Performing dissections to see what owls have been eating

Kids and adults dissect “owl pellets” at Chattahoochee Bend State Park to see what the owls have eaten. The pellets contain undigested tiny bones of mice, birds and other prey. CONTRIBUTED BY CHARLES SEABROOK

Kids and adults dissect “owl pellets” at Chattahoochee Bend State Park to see what the owls have eaten. The pellets contain undigested tiny bones of mice, birds and other prey. CONTRIBUTED BY CHARLES SEABROOK

Our first reaction was “ick!” We were about to dissect “pellets” of undigested animal remains that owls had spit up after consuming their prey, such as mice and small birds.

Instead of icky, however, last weekend’s “owl pellet dissecting” session at Chattahoochee Bend State Park in Coweta County proved to be a fun and fascinating learning experience.

Seated at tables, 20 kids and adults (including me) pulled apart the dark, furry pellets — each about the size of a large adult thumb — that park naturalist Reba Brumbeloe had given us. (The pellets had been sanitized.) Then, using toothpicks, we began teasing out tiny bones, feathers and other remains of mice, voles, shrews, birds and other prey that the owls had swallowed whole.

We easily found tiny rib bones, pelvises, leg bones (humerus and femur), scapulas and even some intact skulls of the owls’ prey. To identify the animals the remains came from, we had charts with pictures of their tiny bones.

“I’ve got a femur from a vole,” shouted 8-year-old Sky Bailey, who was with his grandfather, Andy Mobley of Newnan. Mobley said he had never heard of a vole (a small, mouse-like mammal) until then.

As Brumbeloe noted, owl pellet dissection is a good hands-on way to teach kids — and adults — about the food chain, animal anatomy and principles of ecology.

Like most other birds, owls don’t have teeth to chew their food. Instead, they swallow their prey whole. In owls, however, food goes directly from their mouths into their gizzards, where digestion begins.

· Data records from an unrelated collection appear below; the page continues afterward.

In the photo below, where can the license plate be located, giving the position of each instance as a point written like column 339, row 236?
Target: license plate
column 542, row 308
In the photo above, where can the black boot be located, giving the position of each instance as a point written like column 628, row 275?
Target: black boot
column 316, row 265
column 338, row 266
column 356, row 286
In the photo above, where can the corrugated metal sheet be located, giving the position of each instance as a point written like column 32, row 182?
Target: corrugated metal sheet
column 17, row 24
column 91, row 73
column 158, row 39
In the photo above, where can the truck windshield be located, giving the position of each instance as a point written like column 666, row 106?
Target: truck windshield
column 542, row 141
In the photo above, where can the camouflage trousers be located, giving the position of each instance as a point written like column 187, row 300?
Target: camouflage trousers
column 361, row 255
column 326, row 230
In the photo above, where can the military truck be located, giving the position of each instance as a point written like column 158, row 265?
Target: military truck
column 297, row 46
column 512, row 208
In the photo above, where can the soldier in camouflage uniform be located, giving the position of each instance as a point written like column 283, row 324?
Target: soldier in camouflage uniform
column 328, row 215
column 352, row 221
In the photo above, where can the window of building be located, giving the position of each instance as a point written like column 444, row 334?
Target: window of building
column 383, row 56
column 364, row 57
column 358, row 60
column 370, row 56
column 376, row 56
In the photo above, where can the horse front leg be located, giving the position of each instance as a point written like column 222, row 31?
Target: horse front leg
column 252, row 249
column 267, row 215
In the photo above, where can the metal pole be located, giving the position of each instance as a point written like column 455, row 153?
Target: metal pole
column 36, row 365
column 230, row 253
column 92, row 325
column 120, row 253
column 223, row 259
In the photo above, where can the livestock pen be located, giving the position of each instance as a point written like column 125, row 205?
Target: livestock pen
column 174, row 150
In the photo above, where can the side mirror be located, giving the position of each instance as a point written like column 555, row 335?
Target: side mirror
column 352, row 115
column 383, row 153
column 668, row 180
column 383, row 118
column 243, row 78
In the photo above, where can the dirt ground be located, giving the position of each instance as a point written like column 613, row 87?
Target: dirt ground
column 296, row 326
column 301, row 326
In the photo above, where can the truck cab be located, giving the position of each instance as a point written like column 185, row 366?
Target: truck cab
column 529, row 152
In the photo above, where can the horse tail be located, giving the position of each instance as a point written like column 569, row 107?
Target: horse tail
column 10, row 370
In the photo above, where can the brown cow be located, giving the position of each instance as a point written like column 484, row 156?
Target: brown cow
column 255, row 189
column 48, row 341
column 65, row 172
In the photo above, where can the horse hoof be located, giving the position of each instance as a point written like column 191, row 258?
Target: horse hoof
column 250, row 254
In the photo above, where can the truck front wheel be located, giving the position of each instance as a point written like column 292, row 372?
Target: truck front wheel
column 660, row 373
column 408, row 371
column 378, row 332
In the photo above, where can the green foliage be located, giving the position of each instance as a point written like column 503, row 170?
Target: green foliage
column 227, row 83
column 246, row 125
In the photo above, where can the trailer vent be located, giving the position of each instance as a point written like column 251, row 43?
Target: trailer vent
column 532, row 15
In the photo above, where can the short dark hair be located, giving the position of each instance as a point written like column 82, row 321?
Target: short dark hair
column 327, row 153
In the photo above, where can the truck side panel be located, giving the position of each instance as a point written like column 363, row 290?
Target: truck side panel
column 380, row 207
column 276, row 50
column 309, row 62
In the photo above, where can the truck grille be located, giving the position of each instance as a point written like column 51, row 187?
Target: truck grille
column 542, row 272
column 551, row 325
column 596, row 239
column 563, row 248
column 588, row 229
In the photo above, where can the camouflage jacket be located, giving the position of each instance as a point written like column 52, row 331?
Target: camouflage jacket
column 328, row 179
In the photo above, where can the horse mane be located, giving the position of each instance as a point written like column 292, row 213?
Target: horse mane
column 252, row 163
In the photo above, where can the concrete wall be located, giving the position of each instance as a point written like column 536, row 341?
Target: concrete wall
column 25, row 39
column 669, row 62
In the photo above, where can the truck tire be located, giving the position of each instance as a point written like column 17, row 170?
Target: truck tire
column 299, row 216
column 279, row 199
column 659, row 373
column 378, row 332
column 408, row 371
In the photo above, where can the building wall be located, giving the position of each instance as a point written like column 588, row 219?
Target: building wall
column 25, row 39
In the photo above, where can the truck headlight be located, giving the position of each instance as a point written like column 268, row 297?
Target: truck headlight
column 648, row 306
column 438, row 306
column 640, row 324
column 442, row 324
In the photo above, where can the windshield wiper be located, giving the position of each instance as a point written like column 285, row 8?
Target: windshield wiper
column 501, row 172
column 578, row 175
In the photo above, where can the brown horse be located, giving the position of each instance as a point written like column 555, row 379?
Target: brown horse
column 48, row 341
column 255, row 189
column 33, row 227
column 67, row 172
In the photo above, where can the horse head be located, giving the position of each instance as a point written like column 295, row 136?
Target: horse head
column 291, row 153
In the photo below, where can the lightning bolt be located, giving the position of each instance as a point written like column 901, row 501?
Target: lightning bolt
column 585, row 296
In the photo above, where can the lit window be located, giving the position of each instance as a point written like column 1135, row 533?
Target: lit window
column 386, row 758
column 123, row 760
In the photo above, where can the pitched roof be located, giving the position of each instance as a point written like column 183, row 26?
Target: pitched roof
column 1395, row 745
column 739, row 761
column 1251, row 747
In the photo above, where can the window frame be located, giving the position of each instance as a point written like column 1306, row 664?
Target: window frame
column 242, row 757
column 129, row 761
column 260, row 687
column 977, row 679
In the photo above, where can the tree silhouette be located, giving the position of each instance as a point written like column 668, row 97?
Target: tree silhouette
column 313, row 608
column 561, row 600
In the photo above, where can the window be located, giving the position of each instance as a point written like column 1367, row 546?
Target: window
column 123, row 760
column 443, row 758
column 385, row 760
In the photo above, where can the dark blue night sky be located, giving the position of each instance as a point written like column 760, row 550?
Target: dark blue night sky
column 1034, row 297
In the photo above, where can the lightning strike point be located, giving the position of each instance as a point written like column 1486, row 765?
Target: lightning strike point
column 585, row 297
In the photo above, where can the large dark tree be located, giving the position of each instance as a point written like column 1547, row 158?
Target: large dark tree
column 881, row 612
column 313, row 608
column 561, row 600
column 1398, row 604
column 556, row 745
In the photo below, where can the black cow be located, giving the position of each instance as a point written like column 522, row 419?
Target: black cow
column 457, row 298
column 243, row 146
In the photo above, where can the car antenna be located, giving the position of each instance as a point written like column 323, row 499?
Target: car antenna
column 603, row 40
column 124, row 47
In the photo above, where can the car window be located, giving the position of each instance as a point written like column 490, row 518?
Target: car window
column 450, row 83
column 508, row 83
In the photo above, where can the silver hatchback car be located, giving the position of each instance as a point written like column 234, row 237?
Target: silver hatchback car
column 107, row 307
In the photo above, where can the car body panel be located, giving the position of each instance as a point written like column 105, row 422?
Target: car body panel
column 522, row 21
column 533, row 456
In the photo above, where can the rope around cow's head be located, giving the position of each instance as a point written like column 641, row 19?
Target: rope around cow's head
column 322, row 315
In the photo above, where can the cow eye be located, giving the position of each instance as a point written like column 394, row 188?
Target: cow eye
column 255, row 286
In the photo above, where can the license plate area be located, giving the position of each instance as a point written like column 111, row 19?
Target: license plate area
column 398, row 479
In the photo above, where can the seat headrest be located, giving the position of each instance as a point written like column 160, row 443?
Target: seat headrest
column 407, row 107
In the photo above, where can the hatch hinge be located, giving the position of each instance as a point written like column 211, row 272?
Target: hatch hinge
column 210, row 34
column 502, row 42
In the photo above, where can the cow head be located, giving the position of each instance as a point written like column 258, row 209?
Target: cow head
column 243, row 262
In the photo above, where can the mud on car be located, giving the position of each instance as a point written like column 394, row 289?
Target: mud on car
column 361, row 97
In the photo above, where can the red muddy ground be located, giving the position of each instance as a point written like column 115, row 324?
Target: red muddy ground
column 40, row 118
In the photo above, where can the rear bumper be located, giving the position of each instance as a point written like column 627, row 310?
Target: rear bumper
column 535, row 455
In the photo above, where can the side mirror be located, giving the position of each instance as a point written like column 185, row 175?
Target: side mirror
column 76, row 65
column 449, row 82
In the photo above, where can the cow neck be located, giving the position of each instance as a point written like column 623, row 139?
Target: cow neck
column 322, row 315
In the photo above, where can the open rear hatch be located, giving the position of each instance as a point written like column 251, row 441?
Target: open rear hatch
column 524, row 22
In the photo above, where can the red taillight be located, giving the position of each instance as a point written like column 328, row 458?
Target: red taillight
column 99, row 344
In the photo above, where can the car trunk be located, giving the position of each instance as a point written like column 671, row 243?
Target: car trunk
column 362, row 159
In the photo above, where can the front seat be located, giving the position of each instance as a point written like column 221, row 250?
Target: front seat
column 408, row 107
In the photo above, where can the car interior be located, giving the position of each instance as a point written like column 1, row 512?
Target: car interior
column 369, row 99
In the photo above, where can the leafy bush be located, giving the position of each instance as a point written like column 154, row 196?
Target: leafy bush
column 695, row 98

There the food is separated into digestible and indigestible parts, such as bones, teeth, fur and feathers. The undigested parts are compacted together into an oval-shaped pellet, which the owl regurgitates several hours after eating. The great horned owl can produce pellets 3-4 inches long.

Because an owl swallows its prey whole, most of its prey’s bones remain intact and can be dissected from the pellets.

IN THE SKY: From David Dundee, Tellus Science Museum astronomer: The moon will be first-quarter on Thursday. Venus rises in the east about an hour before sunrise. Mars is low in the southwest at dusk and will appear near the moon on Monday night. Jupiter and Saturn are low in the east just before sunrise.